Directed by: Alejandro Agresti
Starring: Keanu Reeves, Sandra Bullock, Christopher Plummer, Shohreh Aghdasloo, Ebon Moss-Bacharach
The Lake House is a good film that is nearly a very good film, even if it never quite flirts with greatness. Even granting that it's a deeply flawed work on several levels, the thing that ultimately keeps it from being more than good is simply that director Alejandro Agresti and screenwriter David Auburn (Proof) never quite get the film past a combination of effective melodrama and fantasy (or sci-fi) and into the realm of the gloriously romantic. With the help of two strong performances from Keanu Reeves (it's time to completely leave the jokes about his acting behind) and Sandra Bullock, Agresti and Auburn craft an engaging film where you care about the characters, but they never end up with the degree of emotional resonance necessary to create a timeless romance. Put simply, any romance that doesn't make at least one successful major assault on your tear ducts is one handkerchief shy of great romance.

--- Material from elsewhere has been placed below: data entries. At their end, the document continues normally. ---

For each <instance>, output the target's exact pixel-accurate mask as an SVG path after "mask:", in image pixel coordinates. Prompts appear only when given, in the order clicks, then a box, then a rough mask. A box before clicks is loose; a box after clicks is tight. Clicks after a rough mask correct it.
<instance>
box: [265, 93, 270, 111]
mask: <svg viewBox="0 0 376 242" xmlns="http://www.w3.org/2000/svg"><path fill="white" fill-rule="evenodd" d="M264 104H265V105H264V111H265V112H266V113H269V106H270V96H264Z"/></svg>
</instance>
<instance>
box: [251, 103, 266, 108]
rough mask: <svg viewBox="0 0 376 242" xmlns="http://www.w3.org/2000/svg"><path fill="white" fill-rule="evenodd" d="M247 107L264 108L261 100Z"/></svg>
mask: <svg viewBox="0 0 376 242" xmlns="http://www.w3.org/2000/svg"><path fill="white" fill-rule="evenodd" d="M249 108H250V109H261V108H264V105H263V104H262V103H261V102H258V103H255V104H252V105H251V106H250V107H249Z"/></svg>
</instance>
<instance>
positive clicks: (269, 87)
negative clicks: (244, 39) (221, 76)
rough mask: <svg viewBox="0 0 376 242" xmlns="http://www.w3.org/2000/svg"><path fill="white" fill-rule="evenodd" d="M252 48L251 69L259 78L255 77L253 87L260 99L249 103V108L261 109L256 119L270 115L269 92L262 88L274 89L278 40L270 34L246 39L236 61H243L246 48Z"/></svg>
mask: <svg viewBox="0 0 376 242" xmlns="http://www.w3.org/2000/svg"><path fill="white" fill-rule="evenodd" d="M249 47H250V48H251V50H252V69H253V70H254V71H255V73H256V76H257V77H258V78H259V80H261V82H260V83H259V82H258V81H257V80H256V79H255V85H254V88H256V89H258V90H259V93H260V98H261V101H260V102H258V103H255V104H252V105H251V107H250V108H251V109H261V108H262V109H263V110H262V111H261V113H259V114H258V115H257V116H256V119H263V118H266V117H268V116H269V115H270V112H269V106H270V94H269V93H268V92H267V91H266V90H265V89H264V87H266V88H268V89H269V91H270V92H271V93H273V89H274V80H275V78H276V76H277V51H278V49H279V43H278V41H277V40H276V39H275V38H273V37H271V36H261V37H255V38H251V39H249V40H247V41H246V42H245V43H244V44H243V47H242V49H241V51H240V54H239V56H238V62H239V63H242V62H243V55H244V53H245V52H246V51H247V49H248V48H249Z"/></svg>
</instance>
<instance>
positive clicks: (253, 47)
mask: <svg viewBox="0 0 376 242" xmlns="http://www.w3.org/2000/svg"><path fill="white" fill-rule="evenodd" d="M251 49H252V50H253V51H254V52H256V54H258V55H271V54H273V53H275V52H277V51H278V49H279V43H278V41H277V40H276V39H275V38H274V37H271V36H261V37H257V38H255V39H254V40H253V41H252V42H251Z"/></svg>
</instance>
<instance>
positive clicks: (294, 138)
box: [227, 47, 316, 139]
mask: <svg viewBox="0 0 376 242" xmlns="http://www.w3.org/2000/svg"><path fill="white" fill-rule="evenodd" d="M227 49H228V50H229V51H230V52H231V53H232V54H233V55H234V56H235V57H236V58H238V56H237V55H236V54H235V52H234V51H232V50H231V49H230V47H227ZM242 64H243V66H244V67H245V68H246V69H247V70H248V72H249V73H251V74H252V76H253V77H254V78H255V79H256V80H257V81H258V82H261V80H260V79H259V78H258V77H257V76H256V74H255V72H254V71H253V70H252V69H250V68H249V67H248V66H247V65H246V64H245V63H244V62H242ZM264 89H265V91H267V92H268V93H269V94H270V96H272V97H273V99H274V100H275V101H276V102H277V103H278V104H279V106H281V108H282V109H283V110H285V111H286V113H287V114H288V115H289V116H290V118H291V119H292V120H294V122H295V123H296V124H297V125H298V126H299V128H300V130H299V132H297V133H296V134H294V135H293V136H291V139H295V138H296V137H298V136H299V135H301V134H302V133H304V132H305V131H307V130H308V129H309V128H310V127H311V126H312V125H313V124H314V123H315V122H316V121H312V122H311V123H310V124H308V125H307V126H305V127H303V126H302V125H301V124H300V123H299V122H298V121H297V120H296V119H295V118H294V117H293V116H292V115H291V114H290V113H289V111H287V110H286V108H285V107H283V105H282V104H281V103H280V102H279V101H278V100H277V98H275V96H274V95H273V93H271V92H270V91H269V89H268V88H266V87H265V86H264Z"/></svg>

The problem probably lies in the fact that the storyline -- taken from a Korean film called Siworae that appears to have had no release in this country -- is too cerebral for its own good. It thinks too much and feels too little. In many ways, the film reminded me more of Marc Forster's brain-teasing thriller Stay -- minus the flashiness -- than an outright romance.
The concept has Alex Wyler (Reeves) living in a 1960s modern glass house built on stilts (around a tree no less) over a lake. Alex finds a letter in his mailbox from the last tenant, Kate Forster (Bullock), welcoming him to the house, but there's a curiosity here -- her letter is from 2006 and Alex is living in 2004. He writes her back -- their letters reaching each other by being placed in the same mailbox at different times -- and a correspondence begins. Not surprisingly, the correspondence leads to love -- albeit a love that seems impossible to consummate since the two are in different times.
So much of the film is given over to trying to work out this undeniably troublesome kink that the plot threatens to take precedence over the characters. It doesn't help matters that the pair is suffering from a plot twist that's as painfully obvious to the viewer -- the film literally hands us the answer in the first 15 minutes -- as it is mystifying to the characters. (That it should continue to mystify Kate after she encounters Alex in a 2004 meeting and knows what he looks like baffles me nearly as much as the fact that she never thinks to try something as simple as the Chicago phone book -- not to mention an Internet search -- as a possible means of finding Alex in 2006. But these are perhaps not the sort of questions one should apply to this kind of story.)
Another reason the film never rings the emotional gong may lie in the coolness of Agresti's visual style;the sinuousness of his camera (especially in the film's first third) seemsfar more attuned to the architecture in the film than the characters. Thematically, that works since Alex, his brother (Ebon Moss-Bacharach, Stealth), and his father (Christopher Plummer) are all architects and the film revolves around one of the father's works -- the Lake House. Moreover, part of the story entails Alex coming to terms with the seeming coldness of his father, which in part explains his own somewhat detached attitude prior to "meeting" Kate.
The problem is that while Agresti's style loses some of the formalized tone of the first half-hour, it never really warms up. Everything remains a little too solid for the film's own good. It's certainly handsome -- Chicago has never looked so good -- but it keeps the romance ever so slightly at bay. Still, The Lake House is an appealing film of some depth and style. And it's certainly streets ahead of anything else that opened this week. Unlike the other releases, there's nary a flatulence gag to be heard, and the film respects both its characters and its own premise. Those are significant pluses. Rated PG for some language and a disturbing image.